Ja, das Buch, vor 340 Jahren zum ersten Mal erschienen, hat einiges an Patina angesetzt - man könnte auch sagen: eine Kruste, die heutige Leser in ihrer Mehrzahl nicht ohne weiteres mehr durchdringen. Die Sprache des 17. Jahrhunderts ist uns zwar weniger fern als das Mittelhochdeutsche des 13. Jahrhunderts - aber doch so fremd, daß jede Lektüre auf ein Übersetzen hinausläuft. Da gibt es nicht wenige Wörter, die uns heute unbekannt sind. Da gibt es etliche Wörter, deren Bedeutung sich deutlich oder auch nur auf eine unauffällige Weise verschoben hat. Letztere sind die »falschen Freunde«, Wörter, denen man nicht ohne weiteres anmerkt, daß sie etwas anderes bedeuten, als sie zu bedeuten scheinen. »Umstand« bedeutet im Original des »Simplicissimus« zum Beispiel »die Umstehenden« oder »Menschenauflauf«. Das Wort »Gegenteil« bezeichnet den »Gegner«, den »Feind«, die »Gegenseite«. Wo Grimmelshausen in unserem Sinne von Gegenteil spricht, verwendet er das Wort »Widerspiel«. Zur Patina, die der Text im Laufe der Jahrhunderte angesetzt hat, gehören aber auch unzählige kleinere Irritationen. Die Luft war damals noch maskulin: »der Lufft«, und das Reflexivpronomen »sich« kam erst langsam in Gebrauch - Der Einsiedler erwählt »ihm« die Wildnis zum Aufenthalt. Solche Dinge kann jeder Leser mit ein wenig Nachdenken selbst klären. Aber sie sind so zahlreich, daß sie bei heutigen Lesern und zumal denen, die lesen wollen, ohne auf Schritt und Tritt entziffern zu müssen, doch den Lesefluß und oft wohl auch die Leselust hemmen.

Sie übersetzen sonst vor allem aus dem Englischen und Französischen. Nun haben Sie zum ersten Mal aus dem Deutschen ins Deutsche übersetzt. Gibt es da Unterschiede?

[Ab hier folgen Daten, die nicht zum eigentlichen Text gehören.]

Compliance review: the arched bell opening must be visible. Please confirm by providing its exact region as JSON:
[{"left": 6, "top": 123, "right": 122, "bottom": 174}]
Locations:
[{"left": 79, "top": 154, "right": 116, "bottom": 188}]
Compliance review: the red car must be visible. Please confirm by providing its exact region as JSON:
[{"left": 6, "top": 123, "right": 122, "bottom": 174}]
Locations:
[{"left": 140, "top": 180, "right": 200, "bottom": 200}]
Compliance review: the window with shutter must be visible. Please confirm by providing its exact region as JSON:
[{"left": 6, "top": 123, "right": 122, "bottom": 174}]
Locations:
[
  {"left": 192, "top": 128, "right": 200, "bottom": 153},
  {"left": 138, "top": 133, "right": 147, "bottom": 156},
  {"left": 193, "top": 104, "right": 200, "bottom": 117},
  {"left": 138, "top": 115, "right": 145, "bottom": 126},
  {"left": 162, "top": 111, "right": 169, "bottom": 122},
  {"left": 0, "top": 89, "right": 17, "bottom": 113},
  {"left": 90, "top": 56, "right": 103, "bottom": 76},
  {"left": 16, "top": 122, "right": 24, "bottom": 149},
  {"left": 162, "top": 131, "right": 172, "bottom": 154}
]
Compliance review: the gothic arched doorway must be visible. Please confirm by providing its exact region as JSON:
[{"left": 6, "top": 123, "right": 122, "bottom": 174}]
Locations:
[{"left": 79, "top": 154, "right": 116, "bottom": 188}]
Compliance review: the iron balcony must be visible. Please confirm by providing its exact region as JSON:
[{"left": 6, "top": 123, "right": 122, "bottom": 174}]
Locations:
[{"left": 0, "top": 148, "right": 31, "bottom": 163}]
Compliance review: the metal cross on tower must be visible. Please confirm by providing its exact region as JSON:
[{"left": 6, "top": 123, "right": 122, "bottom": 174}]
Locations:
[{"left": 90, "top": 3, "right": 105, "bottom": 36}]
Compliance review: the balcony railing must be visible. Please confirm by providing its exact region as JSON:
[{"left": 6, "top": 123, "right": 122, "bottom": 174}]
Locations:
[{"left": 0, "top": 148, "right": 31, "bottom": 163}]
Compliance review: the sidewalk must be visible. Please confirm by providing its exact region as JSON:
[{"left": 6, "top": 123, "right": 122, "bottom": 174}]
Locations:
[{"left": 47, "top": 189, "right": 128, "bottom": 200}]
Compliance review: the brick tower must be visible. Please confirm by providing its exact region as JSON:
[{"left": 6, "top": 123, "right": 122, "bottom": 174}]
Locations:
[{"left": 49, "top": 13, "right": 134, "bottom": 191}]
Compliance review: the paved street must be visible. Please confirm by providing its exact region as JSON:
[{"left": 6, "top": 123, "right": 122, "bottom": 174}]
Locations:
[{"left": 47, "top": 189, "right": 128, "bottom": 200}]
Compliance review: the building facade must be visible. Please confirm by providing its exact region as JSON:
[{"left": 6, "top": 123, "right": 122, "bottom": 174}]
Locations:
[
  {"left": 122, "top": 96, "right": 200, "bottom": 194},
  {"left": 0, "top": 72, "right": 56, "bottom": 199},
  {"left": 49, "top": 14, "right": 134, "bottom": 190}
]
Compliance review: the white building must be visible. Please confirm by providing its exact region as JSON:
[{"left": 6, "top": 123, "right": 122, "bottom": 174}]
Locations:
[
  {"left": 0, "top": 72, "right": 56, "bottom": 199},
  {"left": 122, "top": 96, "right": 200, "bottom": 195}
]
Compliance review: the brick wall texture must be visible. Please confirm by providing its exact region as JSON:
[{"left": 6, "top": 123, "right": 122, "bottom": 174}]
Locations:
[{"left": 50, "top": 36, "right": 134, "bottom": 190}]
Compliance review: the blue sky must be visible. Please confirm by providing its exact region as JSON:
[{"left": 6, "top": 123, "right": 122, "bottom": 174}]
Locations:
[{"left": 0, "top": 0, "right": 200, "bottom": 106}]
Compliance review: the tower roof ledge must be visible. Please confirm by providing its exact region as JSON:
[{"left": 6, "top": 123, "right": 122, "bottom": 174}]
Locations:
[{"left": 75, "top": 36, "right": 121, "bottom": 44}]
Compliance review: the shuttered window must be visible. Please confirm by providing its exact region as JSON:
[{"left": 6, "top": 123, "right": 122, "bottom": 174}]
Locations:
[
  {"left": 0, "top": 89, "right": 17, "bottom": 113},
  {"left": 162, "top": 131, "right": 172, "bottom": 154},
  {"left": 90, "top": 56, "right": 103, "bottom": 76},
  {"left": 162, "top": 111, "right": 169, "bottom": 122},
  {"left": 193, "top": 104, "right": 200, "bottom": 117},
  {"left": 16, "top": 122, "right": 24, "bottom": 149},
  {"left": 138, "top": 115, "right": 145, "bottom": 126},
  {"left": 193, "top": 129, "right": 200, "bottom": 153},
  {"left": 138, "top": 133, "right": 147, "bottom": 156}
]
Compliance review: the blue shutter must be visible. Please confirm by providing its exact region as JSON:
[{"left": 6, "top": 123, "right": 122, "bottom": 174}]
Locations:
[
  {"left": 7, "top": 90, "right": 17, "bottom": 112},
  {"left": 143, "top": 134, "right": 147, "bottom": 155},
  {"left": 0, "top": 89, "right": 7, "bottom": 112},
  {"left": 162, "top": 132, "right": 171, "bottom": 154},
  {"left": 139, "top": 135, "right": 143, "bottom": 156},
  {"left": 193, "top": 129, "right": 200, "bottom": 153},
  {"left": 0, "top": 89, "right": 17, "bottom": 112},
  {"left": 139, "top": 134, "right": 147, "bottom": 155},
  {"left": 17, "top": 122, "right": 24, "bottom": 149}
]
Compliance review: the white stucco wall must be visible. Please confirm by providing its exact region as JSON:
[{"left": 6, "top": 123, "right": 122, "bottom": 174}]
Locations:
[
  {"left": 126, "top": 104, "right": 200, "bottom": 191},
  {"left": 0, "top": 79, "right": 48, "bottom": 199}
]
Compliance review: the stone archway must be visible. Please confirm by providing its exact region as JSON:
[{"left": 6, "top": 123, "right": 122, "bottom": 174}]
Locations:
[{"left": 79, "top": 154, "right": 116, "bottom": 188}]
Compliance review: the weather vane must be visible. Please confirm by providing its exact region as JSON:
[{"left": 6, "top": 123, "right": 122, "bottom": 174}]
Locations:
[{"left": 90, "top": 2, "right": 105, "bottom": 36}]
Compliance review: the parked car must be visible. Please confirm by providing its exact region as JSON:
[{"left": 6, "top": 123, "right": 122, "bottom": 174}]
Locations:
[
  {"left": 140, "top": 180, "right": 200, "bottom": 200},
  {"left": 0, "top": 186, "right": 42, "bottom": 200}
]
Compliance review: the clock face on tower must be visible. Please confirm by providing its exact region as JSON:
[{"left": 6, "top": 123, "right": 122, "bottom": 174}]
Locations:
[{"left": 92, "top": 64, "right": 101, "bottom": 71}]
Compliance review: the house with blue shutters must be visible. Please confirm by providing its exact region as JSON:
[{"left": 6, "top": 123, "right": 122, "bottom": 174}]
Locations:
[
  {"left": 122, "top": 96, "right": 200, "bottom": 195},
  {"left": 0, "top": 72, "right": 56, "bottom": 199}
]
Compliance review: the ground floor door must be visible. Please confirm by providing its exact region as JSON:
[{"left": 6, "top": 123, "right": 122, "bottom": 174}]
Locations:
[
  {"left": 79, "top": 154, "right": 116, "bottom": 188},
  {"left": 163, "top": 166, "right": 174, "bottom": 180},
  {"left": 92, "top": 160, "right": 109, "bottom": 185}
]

Es war in mancher Hinsicht schwieriger und zwar nicht so sehr deshalb, weil ich im Umgang mit dem Übersetzen von älterem Deutsch weniger Erfahrung hatte. Vielmehr zeigte sich, daß die Spielräume für die unzähligen Entscheidungen, die ein Übersetzer treffen muß, wenn er seine Arbeit tut, noch größer waren als beim Übersetzen aus anderen Sprachen - es war mehr zu überlegen, mehr abzuwägen. Als studierter Germanist weiß ich natürlich, daß auch die eigene Sprache, wenn man sie in die Vergangenheit zurückverfolgt, irgendwo zur Fremdsprache wird - beim Mittelhochdeutschen und mehr noch beim Althochdeutschen überwiegt das Fremde. Im Frühneuhochdeutschen des 15. und 16. Jahrhunderts und im Deutschen des 17. Jahrhunderts mischt sich das noch Vertraute mit dem schon Fremden auf eine Weise, die das Übersetzen und Ergründen von abgelegenen Wortbedeutungen oft zu einem Abenteuer voller Überraschungen machte.

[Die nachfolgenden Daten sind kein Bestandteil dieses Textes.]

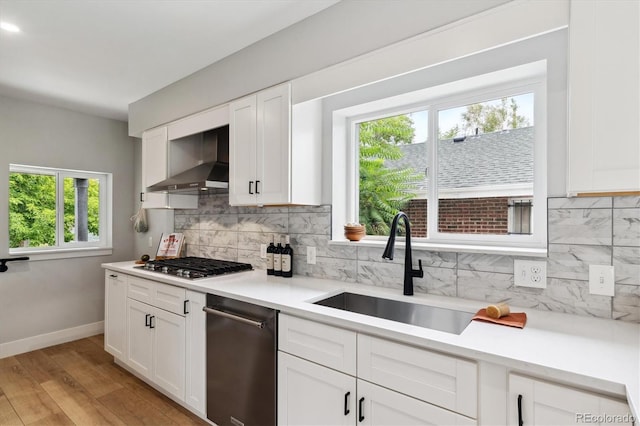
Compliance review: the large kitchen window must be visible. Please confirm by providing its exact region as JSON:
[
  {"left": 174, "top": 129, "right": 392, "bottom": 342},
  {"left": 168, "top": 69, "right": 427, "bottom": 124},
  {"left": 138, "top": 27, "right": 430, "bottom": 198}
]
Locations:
[
  {"left": 333, "top": 63, "right": 546, "bottom": 249},
  {"left": 9, "top": 164, "right": 111, "bottom": 254}
]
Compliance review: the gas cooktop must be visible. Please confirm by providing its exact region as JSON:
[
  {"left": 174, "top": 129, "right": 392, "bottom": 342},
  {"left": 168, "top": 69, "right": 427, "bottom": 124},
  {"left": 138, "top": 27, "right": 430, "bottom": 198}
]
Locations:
[{"left": 137, "top": 257, "right": 253, "bottom": 279}]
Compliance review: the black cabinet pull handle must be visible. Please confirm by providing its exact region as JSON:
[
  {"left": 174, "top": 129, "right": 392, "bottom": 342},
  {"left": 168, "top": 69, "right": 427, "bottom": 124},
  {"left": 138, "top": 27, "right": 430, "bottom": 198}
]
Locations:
[{"left": 518, "top": 395, "right": 524, "bottom": 426}]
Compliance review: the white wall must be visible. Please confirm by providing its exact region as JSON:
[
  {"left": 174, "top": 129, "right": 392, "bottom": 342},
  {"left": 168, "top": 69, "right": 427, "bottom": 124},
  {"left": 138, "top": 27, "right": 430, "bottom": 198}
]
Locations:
[
  {"left": 0, "top": 97, "right": 135, "bottom": 352},
  {"left": 322, "top": 29, "right": 568, "bottom": 204},
  {"left": 129, "top": 0, "right": 509, "bottom": 137}
]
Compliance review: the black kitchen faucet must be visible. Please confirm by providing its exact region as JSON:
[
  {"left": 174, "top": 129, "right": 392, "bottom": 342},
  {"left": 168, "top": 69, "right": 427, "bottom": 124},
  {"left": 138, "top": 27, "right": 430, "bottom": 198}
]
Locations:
[{"left": 382, "top": 212, "right": 424, "bottom": 296}]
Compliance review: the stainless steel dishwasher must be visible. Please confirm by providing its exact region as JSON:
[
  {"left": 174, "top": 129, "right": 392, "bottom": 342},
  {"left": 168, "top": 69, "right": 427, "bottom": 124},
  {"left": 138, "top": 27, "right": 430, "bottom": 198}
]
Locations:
[{"left": 203, "top": 294, "right": 277, "bottom": 426}]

Die komplizierte Editionsgeschichte des Romans und die Lebensgeschichte Grimmelshausens in der Tiefe zu erörtern, ginge über den Rahmen dieses Gesprächs hinaus. Mir scheint aber, die Lebendigkeit des Romans liegt zum gut Teil darin begründet, daß Grimmelshausen Autodidakt war.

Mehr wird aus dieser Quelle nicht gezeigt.